VideoDecoder

The VideoDecoder allows transforming EncodedVideoChunk objects into VideoFrame objects, allowing you to read and render raw video frames from a video file or video stream.

The basic “hello world” API for the decoder works like this:

// Simplified example for learning, for prod use a proper demuxing library
const {chunks, config} = await demuxVideo(<File> file);


const decoder = new VideoDecoder({
    output: function(frame: VideoFrame){
        //do something with the VideoFrame
    },
    error: function(e: any)=> console.warn(e);
});

decoder.configure(config)

for (const chunk of chunks){
    decoder.decode(chunk);
}

The hello world looks pretty simple, and these docs already have multiple code examples for basic decoding with the VideoDecoder, but there’s a big gap between these hello world examples and what you’d actually write in a production pipeline.

In this article we’ll focus specifically on the VideoDecoder and how to actually manage decoders in a production decoding pipeline.

Mediabunny abstracts the VideoDecoder away, simplifying a lot of the pipeline and process management, so if you want to use Mediabunny, this section isn’t necessary, but might still be helpful to understand how WebCodecs works.

Configuration

Before you even get started decoding, you need to configure it via decoder.configure(config), which tells the decoder about the encoded video data you are going to feed it.

There’s no “settings” you choose in this config, it’s just metadata from the video you want to decode, principally the codec string: decoder.configure({codec: /*codec string*/})

Most demuxing libraries will give you the info needed to configure the decoder. Here’s a few demuxing libraries and how you’d get the decoder config:

Mediabunny

import {Input, BlobSource, MP4} from 'mediabunny'

const input = new Input({
    formats: [MP4],
    source: new BlobSource(file),
});

const videoTrack = await input.getPrimaryVideoTrack();
const decoderConfig = await videoTrack.getDecoderConfig();

decoder.configure(decoderConfig)

web-demuxer

import { WebDemuxer } from 'web-demuxer';

const demuxer = new WebDemuxer({
    wasmFilePath: "https://cdn.jsdelivr.net/npm/web-demuxer@latest/dist/wasm-files/web-demuxer.wasm",
});

await demuxer.load(file);
const mediaInfo = await demuxer.getMediaInfo();
const videoTrack = mediaInfo.streams.filter((s)=>s.codec_type_string === 'video')[0];

decoder.configure({codec: videoTrack.codec_string})

MP4Demuxer

You can use the MP4Demuxer provided from my webcodecs-utils library (only for MP4 files)

import { MP4Demuxer } from 'webcodecs-utils'

const demuxer = new MP4Demuxer(file);
await demuxer.load();

const decoderConfig = demuxer.getVideoDecoderConfig();

Rube Goldberg Machine

When building a decoding pipeline, the first thing to keep in mind is that decoding isn’t just some async process. You can’t just decode individual chunks and await for the results.
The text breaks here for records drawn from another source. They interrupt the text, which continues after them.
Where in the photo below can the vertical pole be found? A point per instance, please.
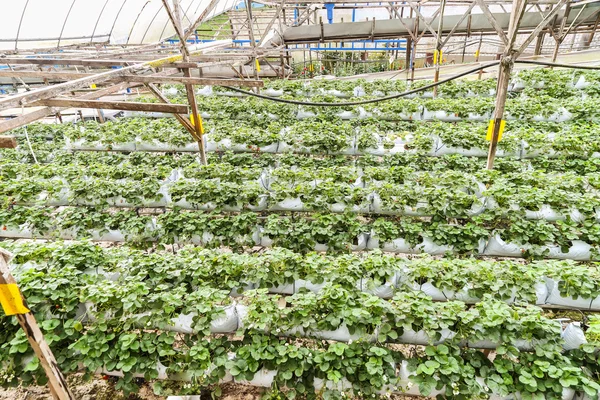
(408, 55)
(466, 38)
(413, 55)
(56, 380)
(504, 71)
(560, 35)
(189, 88)
(539, 43)
(438, 46)
(478, 54)
(589, 40)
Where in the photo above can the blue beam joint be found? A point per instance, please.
(329, 7)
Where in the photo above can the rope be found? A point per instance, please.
(404, 94)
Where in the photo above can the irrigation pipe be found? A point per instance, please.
(404, 94)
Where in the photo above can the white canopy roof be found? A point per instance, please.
(35, 24)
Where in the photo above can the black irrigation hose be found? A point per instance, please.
(558, 65)
(395, 96)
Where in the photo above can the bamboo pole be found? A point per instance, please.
(504, 71)
(438, 47)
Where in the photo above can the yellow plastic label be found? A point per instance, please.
(201, 124)
(10, 298)
(490, 132)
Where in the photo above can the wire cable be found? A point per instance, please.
(558, 65)
(404, 94)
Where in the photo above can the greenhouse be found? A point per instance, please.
(272, 199)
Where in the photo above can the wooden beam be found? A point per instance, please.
(52, 91)
(68, 61)
(8, 142)
(465, 15)
(538, 30)
(56, 380)
(270, 25)
(193, 81)
(192, 28)
(114, 105)
(134, 78)
(183, 120)
(175, 17)
(43, 75)
(421, 17)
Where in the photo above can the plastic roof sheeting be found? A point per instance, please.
(36, 24)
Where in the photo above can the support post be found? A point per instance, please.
(56, 380)
(8, 142)
(589, 40)
(251, 36)
(438, 47)
(175, 17)
(561, 35)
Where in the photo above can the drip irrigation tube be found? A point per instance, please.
(395, 96)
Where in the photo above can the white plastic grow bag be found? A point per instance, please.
(555, 298)
(156, 145)
(22, 232)
(226, 323)
(262, 378)
(272, 92)
(573, 336)
(385, 291)
(440, 115)
(401, 246)
(421, 337)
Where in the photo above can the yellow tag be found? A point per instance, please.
(437, 57)
(10, 298)
(490, 132)
(193, 124)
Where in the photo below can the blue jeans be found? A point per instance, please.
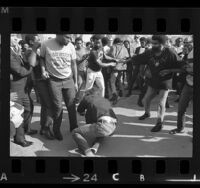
(46, 119)
(185, 98)
(63, 90)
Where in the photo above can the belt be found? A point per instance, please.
(58, 79)
(102, 120)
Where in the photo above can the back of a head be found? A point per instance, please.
(30, 37)
(162, 39)
(117, 41)
(94, 91)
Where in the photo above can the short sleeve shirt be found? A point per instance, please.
(169, 59)
(58, 58)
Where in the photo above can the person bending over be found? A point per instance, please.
(101, 122)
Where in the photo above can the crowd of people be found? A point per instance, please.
(90, 77)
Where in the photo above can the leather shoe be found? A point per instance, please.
(24, 143)
(158, 127)
(140, 104)
(48, 135)
(143, 117)
(58, 135)
(31, 132)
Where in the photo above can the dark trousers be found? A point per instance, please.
(185, 98)
(143, 90)
(26, 101)
(59, 91)
(46, 114)
(17, 133)
(129, 74)
(106, 76)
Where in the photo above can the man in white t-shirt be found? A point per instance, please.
(58, 62)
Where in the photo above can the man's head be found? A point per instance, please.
(30, 39)
(136, 38)
(88, 45)
(158, 43)
(79, 42)
(127, 44)
(179, 42)
(105, 41)
(97, 41)
(143, 42)
(63, 40)
(117, 41)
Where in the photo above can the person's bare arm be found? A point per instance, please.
(105, 64)
(45, 74)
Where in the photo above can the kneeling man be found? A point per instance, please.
(101, 121)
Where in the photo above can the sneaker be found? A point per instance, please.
(143, 117)
(31, 132)
(58, 135)
(128, 94)
(114, 98)
(177, 130)
(121, 93)
(140, 104)
(158, 127)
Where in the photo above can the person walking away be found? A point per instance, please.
(58, 61)
(95, 64)
(162, 62)
(186, 96)
(41, 86)
(120, 54)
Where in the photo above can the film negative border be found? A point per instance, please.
(98, 20)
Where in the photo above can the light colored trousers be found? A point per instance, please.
(151, 93)
(96, 77)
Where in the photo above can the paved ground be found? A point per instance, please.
(131, 139)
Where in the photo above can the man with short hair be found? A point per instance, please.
(186, 96)
(101, 122)
(140, 79)
(40, 86)
(162, 62)
(95, 64)
(120, 54)
(58, 61)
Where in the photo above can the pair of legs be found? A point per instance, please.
(90, 135)
(185, 98)
(96, 77)
(106, 75)
(151, 93)
(62, 90)
(46, 114)
(82, 75)
(116, 81)
(25, 100)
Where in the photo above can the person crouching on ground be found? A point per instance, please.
(101, 122)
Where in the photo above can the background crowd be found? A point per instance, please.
(116, 75)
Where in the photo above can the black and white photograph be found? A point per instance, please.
(101, 95)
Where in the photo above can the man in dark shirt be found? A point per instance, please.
(95, 65)
(100, 122)
(40, 86)
(161, 62)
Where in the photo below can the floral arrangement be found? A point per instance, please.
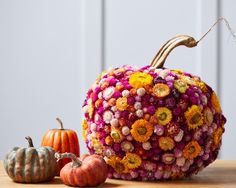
(152, 124)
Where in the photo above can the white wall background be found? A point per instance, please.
(51, 51)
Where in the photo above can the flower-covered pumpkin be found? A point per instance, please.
(153, 123)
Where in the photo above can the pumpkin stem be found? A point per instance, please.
(185, 40)
(60, 122)
(29, 139)
(75, 161)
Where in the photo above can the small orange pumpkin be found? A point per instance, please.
(89, 170)
(62, 140)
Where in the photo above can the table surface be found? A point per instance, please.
(219, 174)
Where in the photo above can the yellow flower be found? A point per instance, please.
(166, 143)
(85, 126)
(161, 90)
(141, 130)
(117, 164)
(192, 150)
(164, 115)
(208, 116)
(215, 102)
(116, 135)
(132, 160)
(140, 79)
(217, 136)
(202, 86)
(121, 103)
(194, 117)
(97, 146)
(181, 85)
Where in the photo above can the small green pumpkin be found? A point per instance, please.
(30, 165)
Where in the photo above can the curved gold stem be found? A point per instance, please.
(76, 162)
(161, 56)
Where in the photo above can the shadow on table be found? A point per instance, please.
(210, 176)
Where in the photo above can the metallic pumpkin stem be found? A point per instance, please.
(75, 161)
(29, 139)
(184, 40)
(60, 122)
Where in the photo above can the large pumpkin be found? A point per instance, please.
(30, 165)
(62, 140)
(89, 170)
(153, 123)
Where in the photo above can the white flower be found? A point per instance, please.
(125, 93)
(114, 122)
(164, 73)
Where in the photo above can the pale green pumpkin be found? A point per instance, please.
(30, 165)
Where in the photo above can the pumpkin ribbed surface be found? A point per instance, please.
(30, 165)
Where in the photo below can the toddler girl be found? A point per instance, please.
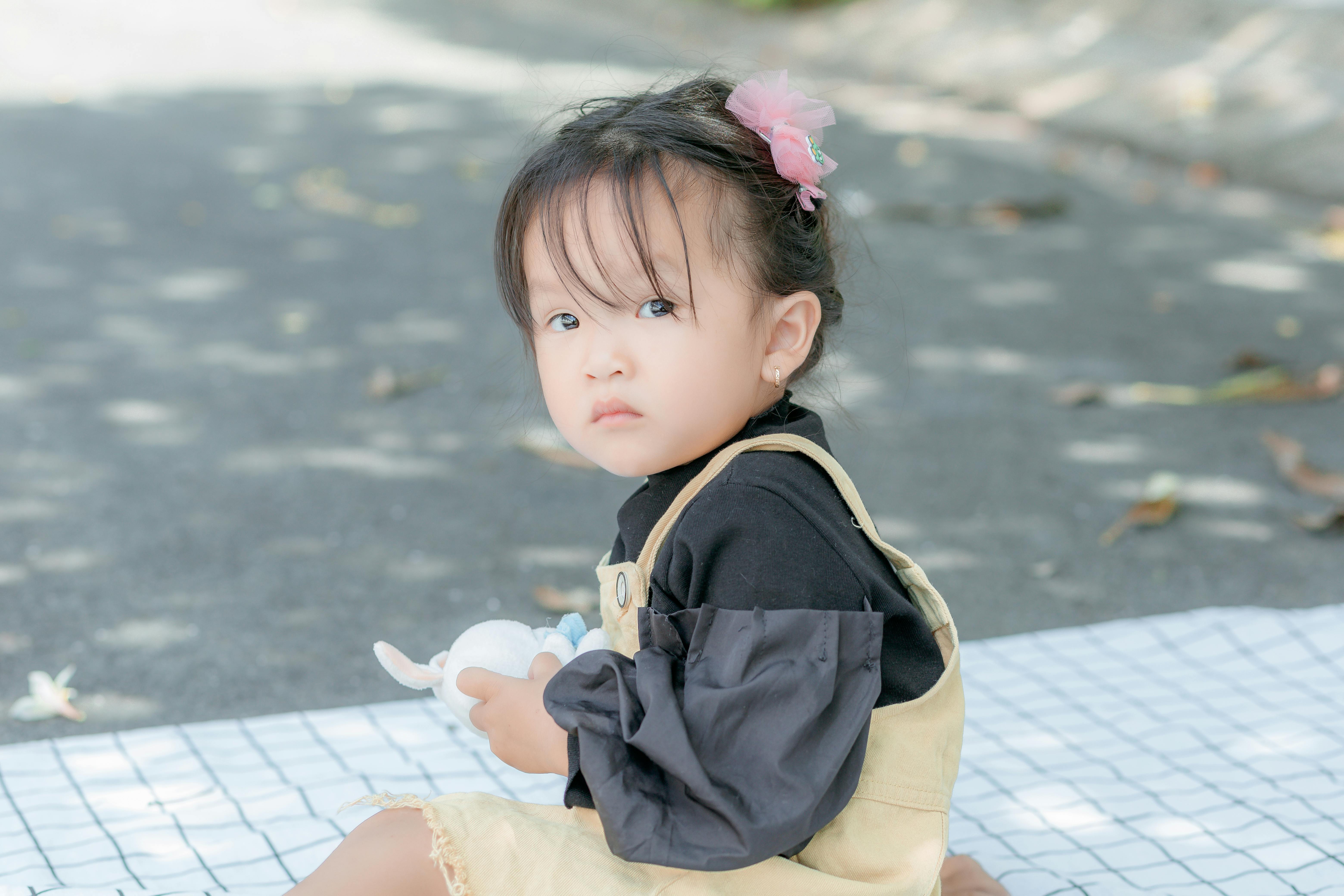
(781, 710)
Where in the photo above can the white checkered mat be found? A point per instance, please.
(1191, 754)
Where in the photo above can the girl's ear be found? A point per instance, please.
(795, 323)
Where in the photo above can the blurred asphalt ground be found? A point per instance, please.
(202, 507)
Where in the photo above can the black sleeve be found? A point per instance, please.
(741, 546)
(733, 737)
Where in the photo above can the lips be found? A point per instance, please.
(613, 412)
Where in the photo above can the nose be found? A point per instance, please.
(607, 356)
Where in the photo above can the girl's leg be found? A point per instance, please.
(963, 876)
(386, 856)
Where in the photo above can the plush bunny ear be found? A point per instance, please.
(412, 675)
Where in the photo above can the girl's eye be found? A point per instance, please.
(562, 323)
(656, 308)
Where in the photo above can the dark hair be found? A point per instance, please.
(644, 142)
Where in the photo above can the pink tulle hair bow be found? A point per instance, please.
(792, 124)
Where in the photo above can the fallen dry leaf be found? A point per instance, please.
(385, 383)
(1277, 385)
(1155, 507)
(572, 601)
(48, 698)
(548, 444)
(1292, 465)
(1322, 522)
(1257, 385)
(1080, 393)
(323, 190)
(1003, 214)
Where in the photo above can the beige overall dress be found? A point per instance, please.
(889, 840)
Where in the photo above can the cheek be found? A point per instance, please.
(553, 370)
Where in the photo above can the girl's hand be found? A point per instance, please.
(513, 715)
// Does not work like this
const frame  = await decoder.decode(chunk);

Because decoding isn’t just some compute-heavy function.

Sometimes videos have B frames which require frames to be decoded in a different order from which they are displayed. Also, the VideoDecoder is a wrapper around actual hardware which works with frames in batches, and also requires multiple internal async calls between the CPU and the GPU.

By necessity, the decoder needs to maintain an internal buffer to work properly. It might be easier to visualize the decoder as like a Rube Goldberg machine, where you continuously feed in chunks to decode, and video frames come out the other end.

You don’t need to know how it works internally, but you do need to feed a few chunks to get it started, processing is non-linear, and you get frames when you get them.

Warmup chunks

I’m very much not joking with the contraption analogy. If you set up your decoder and then send 2 chunks for decoding, the decoder may never generate a single frame.

const decoder = new VideoDecoder({
    output: function(frame: VideoFrame){
        // This will never fire
    },
    error: function(e: any)=> console.warn(e);
});

decoder.configure(/*config*/)
decoder.decode(chunks[0]);
decoder.decode(chunks[1]);

You may need to send 3 to 5 chunks for decoding before the first rendered frame comes out, and the number of chunks you need to send depends on the device, browser, codec and video.

Remember that some videos include “B” frames where videos are not displayed in the order that they are presented.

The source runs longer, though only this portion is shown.